Is there any evidence/reasoning to suggest that they might build a videocard that uses only the GPU part of the APU or is this not possible at all?
http://www.xbitlabs.com/articles/cpu/display/amd-fusion-interview-2010_5.htmlX-bit labs: But the GPU integrated into Llano APU consumes a lot less power than a standalone graphics processor...
Godfrey Cheng: Fairly, we have invested heavily to make sure that we do the right thing with power gating and so forth. The point is that when you plug in an AMD APU and an AMD GPU, you get better performance than you would with the same GPU and an Intel processor.
from reading the guy above, I think I understood what you mean now..Suppose AMD has an APU that has a bad CPU but good GPU. Is there any evidence/reasoning to suggest that they might build a videocard that uses only the GPU part of the APU or is this not possible at all?
Llano is supposed to have:
cpu performance of a ~quad-core Athlon II X4 640 or better.
gpu performance of a discrete Radeon ~5600-series graphics card.
to put it into perspective... GPU performance on the Llano is probably gonna be 2-3x times as fast as a i7 2600k HD3000 GPU performance.
Its not gonna replace discrete cards in any forseeable future... its just ment to be really cheap, give good performance for its price.
say you want to build a small pc and get:
GPU: amd 5670 ~ 64$ on newegg.
CPU: amd athlon II x4 640 ~ 99$ on newegg.
= total cost of 64$ + 99$ = 163$
with a Llano it could be:
APU (cpu/gpu in 1): 99$
= total cost 99$
performance between the 2 would be the almost same, the differnce would be that the llano would be the cheaper buy. That I believe is the idea of fusion to some extent, its to offer alot of value for its price.
Again... perspective, a i7 2600k HD3000 GPU is gonna be ~1/3 as powerfull, but the i7 2600k will cost ~3x as much. This isnt a problem, because most that buy these cpus probably do so because their cpu power, not the gpu intel put on them.
from reading the guy above, I think I understood what you mean now..
Could the apu chips be smacked onto a discrete grafics card...? hmmm.
But these are small cheap chips, Im guessing if they find a bad chip, they throw it in the bin, instead of trying to save it or make some other product to put a partly funktioning chip into.
I don't think he's talking about replacing discrete cards. He's kind alluding to the opposite: Turning the Fusion chip into a discrete video card, and keeping the CPU portion unused (since it's busted?)
"I don't think he's talking about replacing discrete cards. He's kind alluding to the opposite: Turning the Fusion chip into a discrete video card, and keeping the CPU portion unused (since it's busted?)"
Suppose AMD has an APU that has a bad CPU but good GPU. Is there any evidence/reasoning to suggest that they might build a videocard that uses only the GPU part of the APU or is this not possible at all?
Definitely plausible but the absolute yields of such a specific defect category like this are not going to be high enough to support the economics of actually formulating a business strategy and product lineup around the idea.

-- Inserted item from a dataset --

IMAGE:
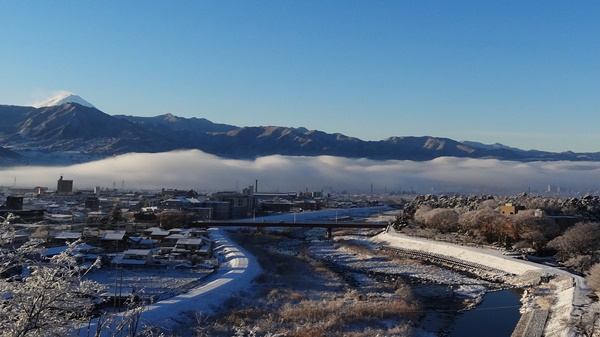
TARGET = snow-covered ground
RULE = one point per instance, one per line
(236, 272)
(565, 296)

To give you an analogy that is proof of this you need look no further than the existing lineup of "fused" things.
When AMD integrated the memory controller you did not see them sell chips that had dead cpu's but good memory controllers as some new northbridge discrete memory controller, right?
And likewise when Intel first integrated the FPU back in 486 days, you didn't see them sell 486 DX-33 as stand-alone x87 FPU's when the integer CPU portion of the chip failed to function.
There are so many things that can kill a CPU/GPU, but only so few things that will solely kill just the CPU portion in a way that leaves the chip still binnable/sellable as a GPU. They might get 2 or 3 per wafer, not enough in total to actually create a product lineup from.
And likewise when Intel first integrated the FPU back in 486 days, you didn't see them sell 486 DX-33 as stand-alone x87 FPU's when the integer CPU portion of the chip failed to function.
Definitely plausible but the absolute yields of such a specific defect category like this are not going to be high enough to support the economics of actually formulating a business strategy and product lineup around the idea.
To give you an analogy that is proof of this you need look no further than the existing lineup of "fused" things.
When AMD integrated the memory controller you did not see them sell chips that had dead cpu's but good memory controllers as some new northbridge discrete memory controller, right?
And likewise when Intel first integrated the FPU back in 486 days, you didn't see them sell 486 DX-33 as stand-alone x87 FPU's when the integer CPU portion of the chip failed to function.
There are so many things that can kill a CPU/GPU, but only so few things that will solely kill just the CPU portion in a way that leaves the chip still binnable/sellable as a GPU. They might get 2 or 3 per wafer, not enough in total to actually create a product lineup from.